ESPNChicago.com reported that the Cubs talked to “at least eight AL teams over the last six weeks” regarding Soriano, a clear signal that he’s mostly viewed as a designated hitter.
I know what some of you are thinking, so I’ll point out that Soriano started 153 games at second base with the Rangers in 2005, but has appeared in only four since that year - none of them as a starter. He’s been playing left field, and not at a high level. He committed seven errors and posted a .965 fielding percentage in 128 games last season.
The Cubs gave Soriano an eight-year, $136 million contract in 2006 after he hit .277/.351/.560 with 41 doubles, 46 homers, 95 RBIs and 41 stolen bases in his only season with the Nationals.

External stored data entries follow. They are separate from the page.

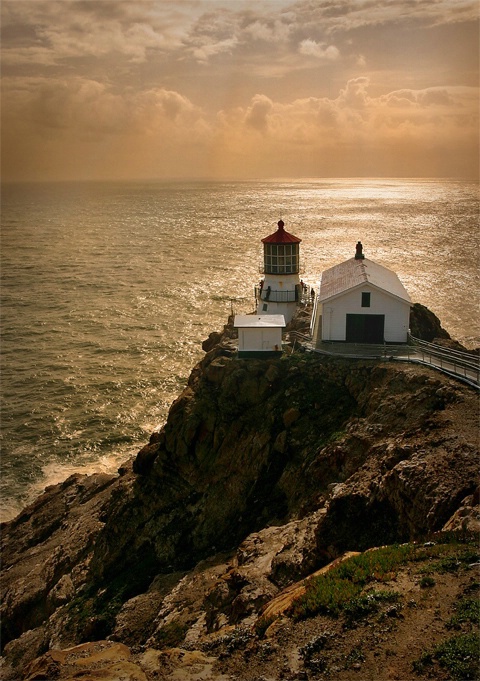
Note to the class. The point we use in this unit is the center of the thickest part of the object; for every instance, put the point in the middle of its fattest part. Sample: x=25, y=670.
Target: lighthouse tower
x=280, y=291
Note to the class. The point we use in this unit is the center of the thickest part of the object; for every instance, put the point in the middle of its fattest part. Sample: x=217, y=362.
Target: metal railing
x=463, y=365
x=271, y=296
x=452, y=361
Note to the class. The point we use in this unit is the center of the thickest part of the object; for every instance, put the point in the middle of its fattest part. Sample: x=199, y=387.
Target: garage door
x=365, y=328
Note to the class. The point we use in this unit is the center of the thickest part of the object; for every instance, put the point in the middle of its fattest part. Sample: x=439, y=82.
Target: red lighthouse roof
x=281, y=236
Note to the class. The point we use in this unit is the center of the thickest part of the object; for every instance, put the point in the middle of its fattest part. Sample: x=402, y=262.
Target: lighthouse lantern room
x=280, y=290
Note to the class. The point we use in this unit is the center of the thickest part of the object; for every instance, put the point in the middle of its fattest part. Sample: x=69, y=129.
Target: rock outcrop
x=265, y=471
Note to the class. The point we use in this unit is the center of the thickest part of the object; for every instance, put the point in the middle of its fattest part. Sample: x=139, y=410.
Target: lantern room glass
x=281, y=258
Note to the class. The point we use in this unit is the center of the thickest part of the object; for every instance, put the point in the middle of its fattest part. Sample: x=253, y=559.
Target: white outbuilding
x=259, y=335
x=360, y=301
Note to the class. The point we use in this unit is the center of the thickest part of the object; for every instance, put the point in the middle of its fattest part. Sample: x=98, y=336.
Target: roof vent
x=358, y=251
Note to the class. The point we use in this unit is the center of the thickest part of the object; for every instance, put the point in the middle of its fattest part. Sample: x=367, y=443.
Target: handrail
x=419, y=341
x=463, y=359
x=451, y=362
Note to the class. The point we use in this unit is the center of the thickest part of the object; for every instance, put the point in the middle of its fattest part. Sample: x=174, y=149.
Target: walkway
x=461, y=365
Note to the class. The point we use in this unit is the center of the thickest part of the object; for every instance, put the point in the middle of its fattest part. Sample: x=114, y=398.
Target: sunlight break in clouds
x=212, y=88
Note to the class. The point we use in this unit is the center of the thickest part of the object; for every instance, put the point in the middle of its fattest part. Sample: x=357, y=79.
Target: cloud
x=257, y=114
x=320, y=51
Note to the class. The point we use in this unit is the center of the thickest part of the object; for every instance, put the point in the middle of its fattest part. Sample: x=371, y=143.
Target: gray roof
x=264, y=321
x=355, y=273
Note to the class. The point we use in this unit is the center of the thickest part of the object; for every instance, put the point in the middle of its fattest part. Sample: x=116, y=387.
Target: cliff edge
x=265, y=472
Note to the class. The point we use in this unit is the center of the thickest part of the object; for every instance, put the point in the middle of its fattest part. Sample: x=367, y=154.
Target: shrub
x=426, y=582
x=468, y=610
x=459, y=655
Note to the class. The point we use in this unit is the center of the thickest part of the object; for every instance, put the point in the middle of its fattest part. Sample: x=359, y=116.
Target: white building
x=360, y=301
x=259, y=336
x=280, y=291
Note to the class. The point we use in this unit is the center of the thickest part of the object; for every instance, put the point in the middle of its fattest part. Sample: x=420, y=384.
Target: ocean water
x=109, y=289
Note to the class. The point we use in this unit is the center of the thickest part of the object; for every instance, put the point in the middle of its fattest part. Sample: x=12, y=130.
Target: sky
x=239, y=89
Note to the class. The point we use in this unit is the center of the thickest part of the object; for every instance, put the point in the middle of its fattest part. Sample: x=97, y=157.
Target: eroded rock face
x=264, y=472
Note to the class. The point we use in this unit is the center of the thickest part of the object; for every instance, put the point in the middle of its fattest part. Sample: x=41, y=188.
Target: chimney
x=358, y=251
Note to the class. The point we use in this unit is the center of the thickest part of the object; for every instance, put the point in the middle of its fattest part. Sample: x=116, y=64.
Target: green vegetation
x=468, y=611
x=459, y=655
x=426, y=582
x=340, y=589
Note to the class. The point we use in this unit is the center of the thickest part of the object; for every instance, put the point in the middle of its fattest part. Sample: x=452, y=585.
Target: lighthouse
x=280, y=291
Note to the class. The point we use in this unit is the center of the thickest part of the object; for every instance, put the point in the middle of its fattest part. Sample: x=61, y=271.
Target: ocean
x=109, y=289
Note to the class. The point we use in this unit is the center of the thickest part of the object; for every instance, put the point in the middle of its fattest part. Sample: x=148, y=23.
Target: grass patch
x=340, y=589
x=426, y=582
x=459, y=655
x=468, y=611
x=367, y=604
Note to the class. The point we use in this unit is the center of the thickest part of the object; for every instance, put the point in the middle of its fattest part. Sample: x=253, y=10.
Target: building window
x=365, y=299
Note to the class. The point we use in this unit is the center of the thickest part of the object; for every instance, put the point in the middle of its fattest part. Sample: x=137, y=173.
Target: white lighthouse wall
x=334, y=314
x=260, y=340
x=279, y=284
x=269, y=307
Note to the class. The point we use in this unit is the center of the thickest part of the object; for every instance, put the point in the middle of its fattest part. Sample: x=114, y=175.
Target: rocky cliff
x=264, y=472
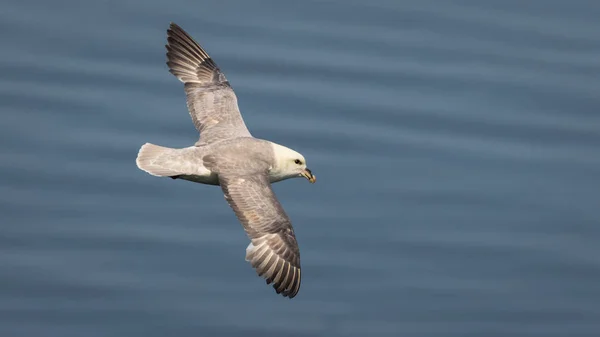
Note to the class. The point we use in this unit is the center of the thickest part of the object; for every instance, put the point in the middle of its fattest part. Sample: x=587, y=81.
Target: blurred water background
x=456, y=145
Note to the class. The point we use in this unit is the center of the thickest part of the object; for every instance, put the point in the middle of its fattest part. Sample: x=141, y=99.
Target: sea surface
x=456, y=145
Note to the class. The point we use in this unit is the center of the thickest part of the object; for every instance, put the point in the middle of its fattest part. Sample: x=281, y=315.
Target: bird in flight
x=227, y=155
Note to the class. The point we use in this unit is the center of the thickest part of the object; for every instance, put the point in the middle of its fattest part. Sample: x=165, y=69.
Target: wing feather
x=211, y=101
x=273, y=250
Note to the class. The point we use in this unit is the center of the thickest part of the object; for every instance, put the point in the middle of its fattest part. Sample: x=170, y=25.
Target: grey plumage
x=211, y=101
x=226, y=154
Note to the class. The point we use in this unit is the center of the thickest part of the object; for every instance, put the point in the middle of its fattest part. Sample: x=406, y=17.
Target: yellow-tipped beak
x=306, y=173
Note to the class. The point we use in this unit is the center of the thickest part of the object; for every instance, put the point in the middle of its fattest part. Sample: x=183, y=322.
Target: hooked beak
x=306, y=173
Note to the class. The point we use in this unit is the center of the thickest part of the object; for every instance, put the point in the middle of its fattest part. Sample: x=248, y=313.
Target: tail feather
x=155, y=160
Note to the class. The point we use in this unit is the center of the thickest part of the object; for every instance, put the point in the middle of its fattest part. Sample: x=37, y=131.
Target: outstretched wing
x=273, y=250
x=210, y=99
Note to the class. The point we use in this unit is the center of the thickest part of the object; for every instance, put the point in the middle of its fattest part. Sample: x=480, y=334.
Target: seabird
x=227, y=155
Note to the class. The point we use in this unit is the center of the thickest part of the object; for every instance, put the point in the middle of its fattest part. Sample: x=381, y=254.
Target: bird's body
x=227, y=155
x=189, y=163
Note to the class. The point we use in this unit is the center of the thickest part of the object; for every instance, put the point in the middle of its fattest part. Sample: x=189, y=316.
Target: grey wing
x=211, y=101
x=273, y=250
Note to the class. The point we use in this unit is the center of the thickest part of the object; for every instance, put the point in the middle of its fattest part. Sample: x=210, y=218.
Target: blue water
x=456, y=145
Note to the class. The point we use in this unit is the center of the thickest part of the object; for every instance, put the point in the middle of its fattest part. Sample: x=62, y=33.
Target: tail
x=157, y=160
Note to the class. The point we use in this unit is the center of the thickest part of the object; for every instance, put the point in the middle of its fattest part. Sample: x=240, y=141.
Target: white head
x=289, y=164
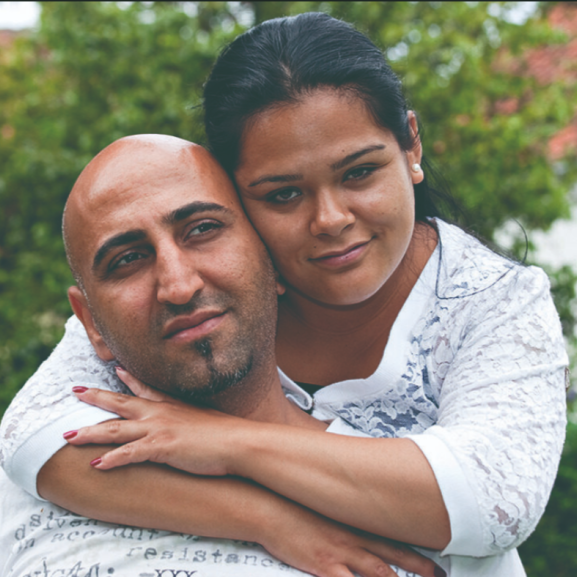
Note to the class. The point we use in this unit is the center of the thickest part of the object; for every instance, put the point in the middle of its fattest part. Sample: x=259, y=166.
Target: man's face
x=177, y=282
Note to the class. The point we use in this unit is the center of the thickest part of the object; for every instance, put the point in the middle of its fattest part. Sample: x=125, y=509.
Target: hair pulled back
x=282, y=60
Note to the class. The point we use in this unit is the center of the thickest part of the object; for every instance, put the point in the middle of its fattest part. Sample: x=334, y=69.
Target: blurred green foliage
x=96, y=71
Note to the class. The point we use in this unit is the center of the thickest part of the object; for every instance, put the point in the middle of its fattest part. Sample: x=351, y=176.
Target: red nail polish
x=439, y=572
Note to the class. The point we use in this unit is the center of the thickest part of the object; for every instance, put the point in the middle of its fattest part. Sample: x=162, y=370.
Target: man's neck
x=260, y=397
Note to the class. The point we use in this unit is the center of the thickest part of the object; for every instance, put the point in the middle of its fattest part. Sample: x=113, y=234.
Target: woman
x=420, y=331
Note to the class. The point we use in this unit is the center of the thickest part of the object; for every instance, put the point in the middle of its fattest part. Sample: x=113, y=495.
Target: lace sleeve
x=502, y=404
x=32, y=427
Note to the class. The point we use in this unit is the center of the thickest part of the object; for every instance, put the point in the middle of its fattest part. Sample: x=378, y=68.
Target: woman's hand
x=157, y=428
x=327, y=549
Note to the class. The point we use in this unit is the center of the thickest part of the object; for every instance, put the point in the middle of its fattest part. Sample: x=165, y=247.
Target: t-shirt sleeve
x=45, y=408
x=496, y=446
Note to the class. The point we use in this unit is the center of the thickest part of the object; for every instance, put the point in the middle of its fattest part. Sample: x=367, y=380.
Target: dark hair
x=283, y=59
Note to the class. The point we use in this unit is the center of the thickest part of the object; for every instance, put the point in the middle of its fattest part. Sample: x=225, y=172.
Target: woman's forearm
x=385, y=486
x=158, y=497
x=154, y=496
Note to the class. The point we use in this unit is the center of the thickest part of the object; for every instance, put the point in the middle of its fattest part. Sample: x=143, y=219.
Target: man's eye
x=127, y=259
x=204, y=228
x=285, y=195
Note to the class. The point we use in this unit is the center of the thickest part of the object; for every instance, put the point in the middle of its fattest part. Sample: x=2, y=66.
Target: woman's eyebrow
x=352, y=157
x=277, y=178
x=336, y=166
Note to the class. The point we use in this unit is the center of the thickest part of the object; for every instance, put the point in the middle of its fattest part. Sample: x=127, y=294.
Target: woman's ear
x=80, y=307
x=415, y=155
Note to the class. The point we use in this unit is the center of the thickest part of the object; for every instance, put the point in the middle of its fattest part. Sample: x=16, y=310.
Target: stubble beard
x=205, y=375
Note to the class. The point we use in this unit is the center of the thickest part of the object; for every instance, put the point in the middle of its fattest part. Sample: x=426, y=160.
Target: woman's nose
x=331, y=215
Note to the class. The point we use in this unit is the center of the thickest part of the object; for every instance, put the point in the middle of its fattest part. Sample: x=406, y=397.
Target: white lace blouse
x=474, y=373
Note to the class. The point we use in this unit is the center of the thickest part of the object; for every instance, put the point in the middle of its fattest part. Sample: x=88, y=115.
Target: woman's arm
x=384, y=486
x=154, y=496
x=158, y=497
x=501, y=414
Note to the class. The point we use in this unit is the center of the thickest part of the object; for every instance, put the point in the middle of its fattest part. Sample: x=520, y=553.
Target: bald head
x=175, y=284
x=129, y=167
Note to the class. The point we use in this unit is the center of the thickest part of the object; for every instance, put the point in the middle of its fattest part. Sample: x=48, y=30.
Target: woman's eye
x=283, y=196
x=359, y=173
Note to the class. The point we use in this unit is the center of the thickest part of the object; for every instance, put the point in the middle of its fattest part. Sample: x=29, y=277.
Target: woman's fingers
x=371, y=566
x=126, y=406
x=112, y=432
x=124, y=455
x=404, y=557
x=140, y=389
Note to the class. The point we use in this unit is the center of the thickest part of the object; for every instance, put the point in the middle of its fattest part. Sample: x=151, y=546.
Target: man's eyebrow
x=352, y=157
x=114, y=241
x=192, y=208
x=277, y=178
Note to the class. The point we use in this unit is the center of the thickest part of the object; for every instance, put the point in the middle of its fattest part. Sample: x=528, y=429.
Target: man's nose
x=178, y=278
x=331, y=214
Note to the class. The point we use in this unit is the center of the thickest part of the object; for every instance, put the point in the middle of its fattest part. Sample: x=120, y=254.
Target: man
x=174, y=284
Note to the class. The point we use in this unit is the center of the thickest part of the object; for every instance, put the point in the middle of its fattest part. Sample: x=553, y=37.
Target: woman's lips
x=335, y=259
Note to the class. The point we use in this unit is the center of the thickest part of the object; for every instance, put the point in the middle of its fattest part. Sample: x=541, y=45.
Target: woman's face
x=331, y=194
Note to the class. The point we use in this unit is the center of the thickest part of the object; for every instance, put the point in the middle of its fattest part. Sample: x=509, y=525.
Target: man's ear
x=280, y=288
x=79, y=305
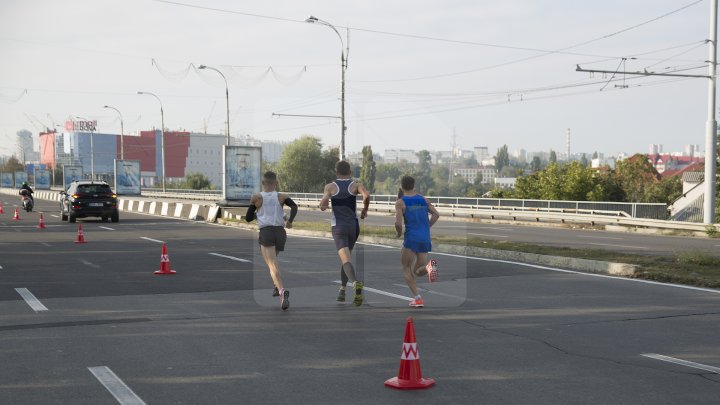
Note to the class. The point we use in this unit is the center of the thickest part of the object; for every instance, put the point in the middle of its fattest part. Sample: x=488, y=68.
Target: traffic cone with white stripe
x=81, y=237
x=165, y=263
x=410, y=376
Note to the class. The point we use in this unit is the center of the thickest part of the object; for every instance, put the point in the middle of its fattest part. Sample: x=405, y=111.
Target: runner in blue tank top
x=345, y=228
x=412, y=210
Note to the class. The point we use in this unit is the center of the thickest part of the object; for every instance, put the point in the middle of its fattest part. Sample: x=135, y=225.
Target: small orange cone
x=165, y=263
x=81, y=237
x=410, y=376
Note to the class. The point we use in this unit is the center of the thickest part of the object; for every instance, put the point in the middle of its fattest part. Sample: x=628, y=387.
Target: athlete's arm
x=399, y=210
x=325, y=202
x=366, y=199
x=293, y=209
x=434, y=215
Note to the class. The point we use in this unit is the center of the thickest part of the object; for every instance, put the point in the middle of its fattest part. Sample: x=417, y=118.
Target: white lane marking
x=681, y=362
x=34, y=303
x=231, y=258
x=625, y=246
x=580, y=273
x=116, y=386
x=376, y=291
x=599, y=237
x=485, y=234
x=87, y=263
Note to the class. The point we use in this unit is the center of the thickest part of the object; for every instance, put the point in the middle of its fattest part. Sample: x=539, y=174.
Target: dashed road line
x=237, y=259
x=682, y=362
x=122, y=393
x=31, y=300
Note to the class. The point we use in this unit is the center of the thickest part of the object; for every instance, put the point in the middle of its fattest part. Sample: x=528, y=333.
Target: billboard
x=42, y=179
x=20, y=178
x=71, y=173
x=6, y=180
x=127, y=177
x=242, y=166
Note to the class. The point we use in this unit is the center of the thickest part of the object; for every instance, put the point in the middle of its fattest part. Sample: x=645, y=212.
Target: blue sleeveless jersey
x=344, y=204
x=417, y=224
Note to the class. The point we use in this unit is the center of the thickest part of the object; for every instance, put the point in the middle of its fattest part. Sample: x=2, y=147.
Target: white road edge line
x=681, y=362
x=381, y=292
x=231, y=258
x=31, y=300
x=116, y=386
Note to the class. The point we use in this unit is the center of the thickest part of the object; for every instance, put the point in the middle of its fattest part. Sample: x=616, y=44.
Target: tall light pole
x=343, y=67
x=711, y=127
x=227, y=102
x=122, y=131
x=162, y=135
x=92, y=149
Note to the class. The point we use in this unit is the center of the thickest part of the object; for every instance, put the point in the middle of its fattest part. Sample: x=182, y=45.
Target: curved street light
x=343, y=67
x=122, y=131
x=227, y=101
x=162, y=134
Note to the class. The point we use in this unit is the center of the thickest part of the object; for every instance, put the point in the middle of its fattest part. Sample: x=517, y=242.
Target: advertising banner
x=127, y=177
x=242, y=166
x=71, y=173
x=42, y=179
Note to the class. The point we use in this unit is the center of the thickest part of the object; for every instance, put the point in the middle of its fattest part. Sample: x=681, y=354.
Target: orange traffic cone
x=165, y=263
x=81, y=237
x=410, y=376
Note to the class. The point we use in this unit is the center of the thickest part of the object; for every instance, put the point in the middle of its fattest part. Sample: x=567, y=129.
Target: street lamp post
x=227, y=101
x=162, y=135
x=343, y=67
x=92, y=149
x=122, y=131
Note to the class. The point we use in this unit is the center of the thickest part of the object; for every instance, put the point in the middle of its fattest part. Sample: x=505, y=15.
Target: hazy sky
x=418, y=70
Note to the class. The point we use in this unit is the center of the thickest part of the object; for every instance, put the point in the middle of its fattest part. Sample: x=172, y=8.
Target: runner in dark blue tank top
x=412, y=210
x=345, y=228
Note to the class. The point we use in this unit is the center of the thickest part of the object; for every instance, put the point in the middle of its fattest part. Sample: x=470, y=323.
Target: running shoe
x=417, y=303
x=358, y=286
x=432, y=270
x=285, y=303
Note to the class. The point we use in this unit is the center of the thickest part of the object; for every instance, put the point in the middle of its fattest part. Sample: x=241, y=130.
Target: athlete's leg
x=408, y=258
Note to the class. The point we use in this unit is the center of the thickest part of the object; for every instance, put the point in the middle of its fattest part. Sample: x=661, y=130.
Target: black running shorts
x=273, y=236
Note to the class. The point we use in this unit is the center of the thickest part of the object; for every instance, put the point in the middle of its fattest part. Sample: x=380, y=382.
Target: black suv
x=87, y=198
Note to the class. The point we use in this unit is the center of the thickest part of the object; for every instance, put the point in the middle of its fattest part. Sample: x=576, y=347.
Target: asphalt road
x=551, y=236
x=492, y=332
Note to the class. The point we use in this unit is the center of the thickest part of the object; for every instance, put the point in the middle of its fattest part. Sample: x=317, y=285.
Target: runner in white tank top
x=268, y=204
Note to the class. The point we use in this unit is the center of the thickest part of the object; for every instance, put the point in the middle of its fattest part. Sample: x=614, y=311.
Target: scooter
x=26, y=201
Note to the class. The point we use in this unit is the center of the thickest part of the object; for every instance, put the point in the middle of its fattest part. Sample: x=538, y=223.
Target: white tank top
x=271, y=213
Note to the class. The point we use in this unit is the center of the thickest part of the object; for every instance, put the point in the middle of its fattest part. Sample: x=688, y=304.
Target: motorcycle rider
x=26, y=187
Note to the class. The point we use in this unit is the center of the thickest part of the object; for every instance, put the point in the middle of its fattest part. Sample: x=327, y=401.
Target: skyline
x=493, y=85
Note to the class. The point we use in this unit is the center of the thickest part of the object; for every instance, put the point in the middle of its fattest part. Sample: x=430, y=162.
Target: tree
x=536, y=164
x=197, y=181
x=368, y=170
x=303, y=167
x=502, y=158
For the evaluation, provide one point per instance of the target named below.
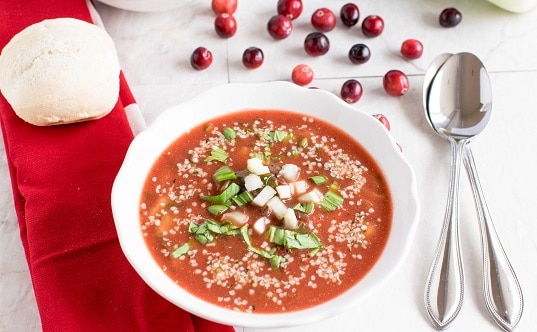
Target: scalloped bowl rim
(232, 97)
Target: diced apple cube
(314, 196)
(264, 196)
(260, 225)
(277, 207)
(255, 166)
(284, 191)
(299, 187)
(237, 218)
(252, 182)
(290, 172)
(289, 219)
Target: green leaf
(277, 136)
(224, 173)
(224, 196)
(207, 231)
(275, 260)
(182, 250)
(292, 239)
(318, 179)
(229, 133)
(217, 209)
(217, 154)
(331, 201)
(243, 198)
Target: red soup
(266, 211)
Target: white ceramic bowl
(367, 130)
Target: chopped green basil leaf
(276, 261)
(293, 240)
(224, 196)
(217, 154)
(277, 136)
(207, 231)
(224, 173)
(181, 250)
(243, 198)
(331, 201)
(229, 133)
(217, 209)
(318, 179)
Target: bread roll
(60, 71)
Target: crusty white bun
(60, 71)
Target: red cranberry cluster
(316, 43)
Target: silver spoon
(444, 290)
(502, 292)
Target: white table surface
(155, 48)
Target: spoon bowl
(457, 98)
(459, 101)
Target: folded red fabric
(61, 178)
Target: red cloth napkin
(62, 177)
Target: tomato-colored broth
(244, 270)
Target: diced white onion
(252, 182)
(289, 219)
(284, 191)
(260, 225)
(290, 172)
(277, 207)
(255, 166)
(314, 196)
(237, 218)
(264, 195)
(299, 187)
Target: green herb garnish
(292, 239)
(276, 261)
(224, 196)
(318, 179)
(243, 198)
(277, 136)
(182, 250)
(331, 201)
(229, 133)
(217, 154)
(217, 209)
(207, 231)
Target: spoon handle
(503, 295)
(444, 291)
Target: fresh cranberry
(290, 8)
(302, 75)
(350, 14)
(280, 26)
(323, 19)
(316, 43)
(351, 91)
(372, 26)
(252, 57)
(383, 119)
(450, 17)
(412, 49)
(201, 58)
(359, 53)
(395, 83)
(225, 25)
(224, 6)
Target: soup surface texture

Talk about buyer’s remorse.
Soriano, who turns 36 on Saturday, hit .244/.289/.469 with two stolen bases last season, though new general manager Theo Epstein believes the 26 homers and 88 RBIs should entice teams looking for another bat.
Soriano’s contract presents a separate set of challenges. It includes a full no-trade clause, and he’s owed $54 million over the next three seasons.
The Orioles wouldn’t take on much of it.
Back in 2006, Soriano became the first 40-40-40-player - home runs, stolen base and doubles - and appeared in his fifth straight All-Star Game. He’s not that player anymore, but he might make a decent DH.
Maybe not for the Orioles, but the idea apparently has been floated, at least according to a Chicago-based source.
My lasting memory of Soriano always will be his tie-breaking home run off Curt Schilling in Game 7 of the 2001 World Series.
I was writing for The Sun in those days, and I filed my story after Yankees closer Mariano Rivera dispatched of the Diamondbacks in the bottom of the eighth inning. Anything to make life a little easier for the copy desk. And besides, Rivera wasn’t going to blow that save. No t... a ... chance.
Well, you know the rest. The Diamondbacks pushed across the tying run in the bottom of the ninth, and Luis Gonzalez blooped a single into center field to complete the comeback and force me to rewrite my story in about 10 minutes.
Anything to make my life a little harder.